À Limoges, le centre hospitalier Esquirol propose des prises en charge pour celles et ceux qui subissent les traumatismes induits par les violences conjugales, souvent lourds et handicapants. Il s'agit aussi pour ces personnes de libérer la parole.
"Au premier viol conjugal, je me suis dit : "Je ne suis vraiment rien, pour qu’il puisse arriver à me faire ça", témoigne Julie. Son ancien mari a d’abord voulu la couper de ses proches. S’en est suivi les insultes, les menaces de mort et la violence physique. Mais Julie a mis du temps à réaliser la gravité de sa situation prise dans un phénomène de dissociation face à l’insupportable : "Ça vient des viols. À ce moment-là, on verrouille tout. On voit la scène de l’extérieur ou alors on se focalise sur des détails. Comme par exemple le poil de chat qui est resté sur le canapé, on le voit très bien à ce moment-là. C’est comme si on cherchait à sortir de soi. C’est pas volontaire, on sort de soi pour pas le vivre."
Julie est aujourd’hui suivie dans l’unité de victimologie de l’hôpital Esquirol. Quand elle a retrouvé la sécurité dans un nouvel appartement, des troubles sont apparus : angoisses, flashs des agressions, repli sur soi… Aujourd’hui, de longs échanges et des soins ciblés l’ont aidé à revivre.

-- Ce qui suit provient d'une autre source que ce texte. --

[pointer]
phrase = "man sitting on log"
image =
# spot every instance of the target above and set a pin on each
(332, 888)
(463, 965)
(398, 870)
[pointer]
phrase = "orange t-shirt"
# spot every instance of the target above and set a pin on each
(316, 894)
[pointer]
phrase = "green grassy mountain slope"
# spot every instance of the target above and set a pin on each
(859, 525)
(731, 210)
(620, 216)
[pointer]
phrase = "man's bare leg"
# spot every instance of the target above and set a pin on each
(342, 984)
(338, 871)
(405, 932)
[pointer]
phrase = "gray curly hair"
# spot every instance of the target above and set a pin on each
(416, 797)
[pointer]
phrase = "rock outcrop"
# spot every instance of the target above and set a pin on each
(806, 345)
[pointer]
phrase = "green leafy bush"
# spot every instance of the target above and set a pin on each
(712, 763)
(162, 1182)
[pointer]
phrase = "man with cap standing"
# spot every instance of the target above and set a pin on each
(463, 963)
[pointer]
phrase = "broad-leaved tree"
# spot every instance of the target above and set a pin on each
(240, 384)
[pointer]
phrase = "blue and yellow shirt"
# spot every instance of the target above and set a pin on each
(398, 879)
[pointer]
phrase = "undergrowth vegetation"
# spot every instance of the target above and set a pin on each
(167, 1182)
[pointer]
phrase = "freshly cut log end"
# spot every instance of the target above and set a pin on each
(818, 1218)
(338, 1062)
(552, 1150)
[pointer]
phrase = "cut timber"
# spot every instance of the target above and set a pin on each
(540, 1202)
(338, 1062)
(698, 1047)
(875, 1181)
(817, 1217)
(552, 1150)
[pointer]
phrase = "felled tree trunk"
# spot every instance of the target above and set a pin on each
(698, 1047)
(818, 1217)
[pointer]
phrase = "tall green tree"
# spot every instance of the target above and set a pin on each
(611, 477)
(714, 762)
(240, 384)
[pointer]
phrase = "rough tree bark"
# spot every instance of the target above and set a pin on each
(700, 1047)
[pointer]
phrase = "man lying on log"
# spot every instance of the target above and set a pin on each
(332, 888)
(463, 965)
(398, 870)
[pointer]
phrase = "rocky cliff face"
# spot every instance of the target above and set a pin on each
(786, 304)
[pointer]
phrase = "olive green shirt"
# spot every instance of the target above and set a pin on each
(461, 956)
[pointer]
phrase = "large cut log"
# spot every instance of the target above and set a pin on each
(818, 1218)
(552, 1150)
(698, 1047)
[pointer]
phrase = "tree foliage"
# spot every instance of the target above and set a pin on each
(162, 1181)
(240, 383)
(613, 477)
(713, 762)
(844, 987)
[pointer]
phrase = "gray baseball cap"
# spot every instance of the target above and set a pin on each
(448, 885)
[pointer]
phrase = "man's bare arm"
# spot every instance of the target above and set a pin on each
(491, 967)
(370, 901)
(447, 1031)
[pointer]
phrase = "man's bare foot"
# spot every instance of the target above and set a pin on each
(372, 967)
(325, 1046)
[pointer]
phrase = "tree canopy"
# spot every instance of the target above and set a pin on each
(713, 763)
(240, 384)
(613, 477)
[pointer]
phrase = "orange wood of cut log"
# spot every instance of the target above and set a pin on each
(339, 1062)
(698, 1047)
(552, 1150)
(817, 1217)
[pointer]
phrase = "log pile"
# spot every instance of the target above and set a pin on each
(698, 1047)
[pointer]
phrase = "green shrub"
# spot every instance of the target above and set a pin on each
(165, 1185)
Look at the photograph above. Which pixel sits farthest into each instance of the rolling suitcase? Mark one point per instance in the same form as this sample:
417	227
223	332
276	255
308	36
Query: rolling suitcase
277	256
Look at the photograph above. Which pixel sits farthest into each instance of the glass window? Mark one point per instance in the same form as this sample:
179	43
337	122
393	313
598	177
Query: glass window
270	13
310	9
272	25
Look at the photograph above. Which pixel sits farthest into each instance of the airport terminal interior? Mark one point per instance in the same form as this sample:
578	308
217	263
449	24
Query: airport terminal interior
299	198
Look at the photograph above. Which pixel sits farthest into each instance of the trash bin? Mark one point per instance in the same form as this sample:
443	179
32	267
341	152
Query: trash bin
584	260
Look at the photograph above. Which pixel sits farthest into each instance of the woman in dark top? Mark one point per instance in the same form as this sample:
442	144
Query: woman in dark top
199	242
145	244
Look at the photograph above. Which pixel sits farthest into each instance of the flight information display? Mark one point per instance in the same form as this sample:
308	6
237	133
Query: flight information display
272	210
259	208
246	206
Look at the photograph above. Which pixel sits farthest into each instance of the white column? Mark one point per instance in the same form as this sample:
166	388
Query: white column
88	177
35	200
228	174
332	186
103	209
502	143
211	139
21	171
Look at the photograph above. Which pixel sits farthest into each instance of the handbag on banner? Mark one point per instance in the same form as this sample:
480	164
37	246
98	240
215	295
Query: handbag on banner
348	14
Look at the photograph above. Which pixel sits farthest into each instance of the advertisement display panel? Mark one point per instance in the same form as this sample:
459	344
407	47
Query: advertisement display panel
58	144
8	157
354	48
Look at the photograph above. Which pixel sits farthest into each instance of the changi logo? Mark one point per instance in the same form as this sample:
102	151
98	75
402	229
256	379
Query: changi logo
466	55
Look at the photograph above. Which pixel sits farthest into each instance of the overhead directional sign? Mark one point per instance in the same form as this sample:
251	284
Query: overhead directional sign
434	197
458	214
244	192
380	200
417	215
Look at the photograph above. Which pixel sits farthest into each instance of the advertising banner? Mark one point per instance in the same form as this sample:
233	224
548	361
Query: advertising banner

On retrouve son corps, on arrive à se sentir. Ça donne un déclic pour reprendre soin de soi : juste s’habiller, se coiffer un peu, mettre une belle paire de chaussures, se trouver bien dedans.
Julie
Mais toutes les victimes de violences ne viennent pas encore chercher de l’aide. "Il y en a parce qu’elles ne sont pas prêtes. Parce qu’elles pensent que c’est du "blabla." La difficulté c’est de savoir parler de ses émotions. Ça ne s’oublie pas comme ça. Ça doit se travailler, ça doit se ranger proprement quelque part", explique Guylaine Fabre-Bardou, infirmière unité de victimologie au CH Esquirol.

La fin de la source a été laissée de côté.